Saturday, 15 August 2009

Oil giants destroy rainforests to make palm oil diesel for motorists

Ben Webster, Environment Editor
Fuel companies are accelerating the destruction of rainforest by secretly adding palm oil to diesel that is sold to millions of British motorists.
Twelve oil companies supplied a total of 123 million litres of palm oil to filling stations in the year to April, according to official figures obtained by The Times.
Only 15 per cent of the palm oil came from plantations that met any kind of environmental standard. Much of the rest came from land previously occupied by rainforest.
Vast tracts of rainforest are destroyed each year by companies seeking to take advantage of the world’s growing appetite for plant-based alternatives to fossil fuel.
In theory, greenhouse gas emissions from burning biofuel are lower than those from fossil fuel because crops absorb carbon dioxide as they grow.
But clearing rainforest to create biofuel plantations releases vast quantities of carbon stored in trees and soil. It takes up to 840 years for a palm oil plantation to soak up the carbon emitted when rainforest is burnt to plant the crop.
Deforestation, mainly in the tropics, accounts for almost 20 per cent of global greenhouse gas emissions.
The expansion of the palm oil industry in Indonesia has turned the country into the third-largest CO2 emitter, after China and the US. Indonesia has the fastest rate of deforestation, losing an area the size of Wales every year. The expansion of plantations has pushed the orang-utan to the brink of extinction in Sumatra.
Last year British motorists used 27 million litres of palm oil from Indonesia and 64 million litres from Malaysia, according to the Renewable Fuels Agency, the government-funded watchdog that monitors biofuel supplies. Fuel companies also supplied 32 million litres of palm oil from “unknown” countries.
Under a European Union initiative aimed at reducing greenhouse gas emissions, 3.25 per cent of the total amount of fuel sold by each oil company must be biofuel. The proportion is due to rise to 13 per cent by 2020.

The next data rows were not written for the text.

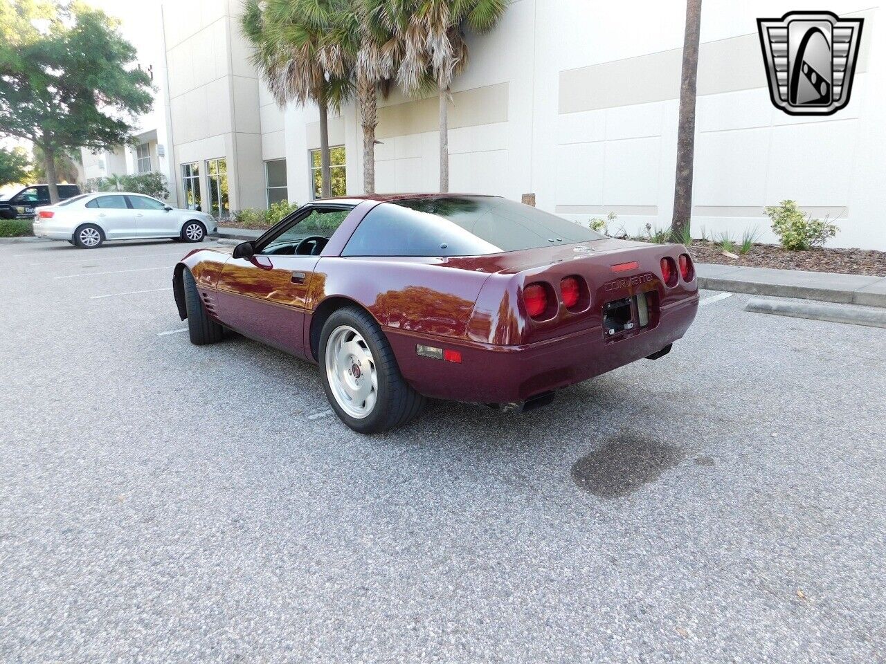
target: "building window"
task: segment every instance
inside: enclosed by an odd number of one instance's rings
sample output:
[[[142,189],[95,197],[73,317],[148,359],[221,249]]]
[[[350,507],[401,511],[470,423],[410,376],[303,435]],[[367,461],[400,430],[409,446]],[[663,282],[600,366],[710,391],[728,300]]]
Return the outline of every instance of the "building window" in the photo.
[[[280,201],[288,201],[286,189],[286,159],[265,162],[265,187],[268,207]]]
[[[346,196],[347,182],[345,180],[345,146],[330,148],[330,179],[332,181],[332,196]],[[311,151],[311,176],[314,178],[314,197],[323,197],[323,175],[320,173],[320,151]]]
[[[182,190],[184,192],[184,206],[189,210],[202,210],[200,197],[200,165],[198,162],[182,165]]]
[[[228,219],[228,160],[223,157],[206,161],[206,181],[209,184],[209,213],[215,219]]]
[[[143,143],[136,146],[136,173],[151,173],[151,146]]]

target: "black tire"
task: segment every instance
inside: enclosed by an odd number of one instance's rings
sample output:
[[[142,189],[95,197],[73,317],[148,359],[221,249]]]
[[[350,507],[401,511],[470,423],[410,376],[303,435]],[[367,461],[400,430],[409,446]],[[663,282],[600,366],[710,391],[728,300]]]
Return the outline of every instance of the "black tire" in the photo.
[[[81,249],[98,249],[105,243],[105,233],[95,224],[83,224],[74,231],[74,243]]]
[[[188,335],[190,336],[190,343],[195,346],[202,346],[222,341],[224,328],[206,313],[197,290],[194,275],[190,274],[190,270],[185,269],[182,276],[184,279],[184,304],[188,311]]]
[[[206,227],[200,221],[190,220],[184,222],[179,239],[182,242],[203,242],[206,238]]]
[[[372,354],[377,379],[377,394],[369,414],[356,418],[339,405],[326,370],[327,344],[332,333],[342,326],[349,326],[363,337]],[[334,312],[323,324],[320,335],[320,376],[326,398],[339,419],[354,431],[377,434],[401,427],[413,420],[424,405],[424,397],[403,380],[391,344],[385,333],[367,312],[358,306],[346,306]]]

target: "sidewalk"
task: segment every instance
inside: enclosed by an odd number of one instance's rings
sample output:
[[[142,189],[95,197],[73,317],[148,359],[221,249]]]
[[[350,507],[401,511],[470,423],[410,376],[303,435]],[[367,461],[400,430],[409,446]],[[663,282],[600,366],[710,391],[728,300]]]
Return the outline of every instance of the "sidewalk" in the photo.
[[[218,237],[254,240],[262,233],[264,231],[261,230],[220,228]],[[737,267],[711,263],[696,263],[696,272],[698,285],[709,290],[886,307],[886,277]]]
[[[709,290],[886,307],[886,277],[711,263],[696,263],[696,273],[698,285]]]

In practice most companies meet the obligation by adding biofuel to diesel, creating a blend that contains about 5 per cent biofuel. The companies are not obliged to inform motorists that the petrol or diesel they buy contains biofuel.
Biofuel can be derived from dozens of crops but many fuel companies choose palm oil because it can be cheaper than the more sustainable alternatives such as rapeseed.
The agency knows which companies are using palm oil but is refusing to name them on the ground that the information is commercially sensitive.
Several leading fuel industry figures sit on the agency’s board, including a director of the oil company BP and a senior executive from the coalmining group Anglo American. The agency said that the directors had not been involved in the decision to withhold the names of the companies.
Ian Duff, a forest campaigner for Greenpeace, said: “It cannot be right that the watchdog on biofuels has oil company directors on its board. The agency is preventing the public from discovering which of these companies are selling us palm oil, one of the cheapest and most environmentally damaging biofuels.”
Several major oil companies are exploiting a loophole in the agency’s reporting system to avoid declaring what type of land has been used to grow their biofuel. They are obliged to submit a sustainability report but in the section on the previous use of the land are allowed to say “unknown”.
When calculating the greenhouse gas savings from biofuel the agency ignores the previous use of the land.
Esso said that it did not know the previous use of the land on which 95 per cent of its biofuel was grown. It also refused to say whether it had used any palm oil.
A spokesman said: “Our approach to supplying biofuels must balance sustainability, fuel-product quality and the need to remain competitive in the marketplace.”
BP said that its biofuel included palm oil but claimed that it all came from certified plantations. It failed to declare the previous use of the land for 79 per cent of its biofuel.
Total refused to say whether it used any palm oil. Murco admitted using palm oil but did not respond to questions about its origins. Total, Chevron and Murco all failed to declare the previous use of the land that was the source of more than half their biofuel.
Chevron admitted using palm oil from uncertified sources. A spokesman said: “As sustainable palm oil certification systems become commercially operational, Chevron will progress towards sourcing, supplying and trading only certified palm oil.”
Shell had the best record of the major companies for declaring the sources of its biofuel. It said that it did not use any palm oil last year because it could not find any from a sustainable source. Luis Scoffone, vice-president for biofuels, said that Shell could have met its biofuel obligation more cheaply if it had bought palm oil.
“There is a premium for sustainability that we are incurring,” he said. Shell was likely to use palm oil in the future but only when it could be certain that it was not damaging rainforests.
“It is almost inevitable that we will use palm oil because the amount of biofuel we will need is increasing. Palms deliver one of the highest volumes of oil per hectare of any crop. That means we can use less land to produce the same amount of oil.”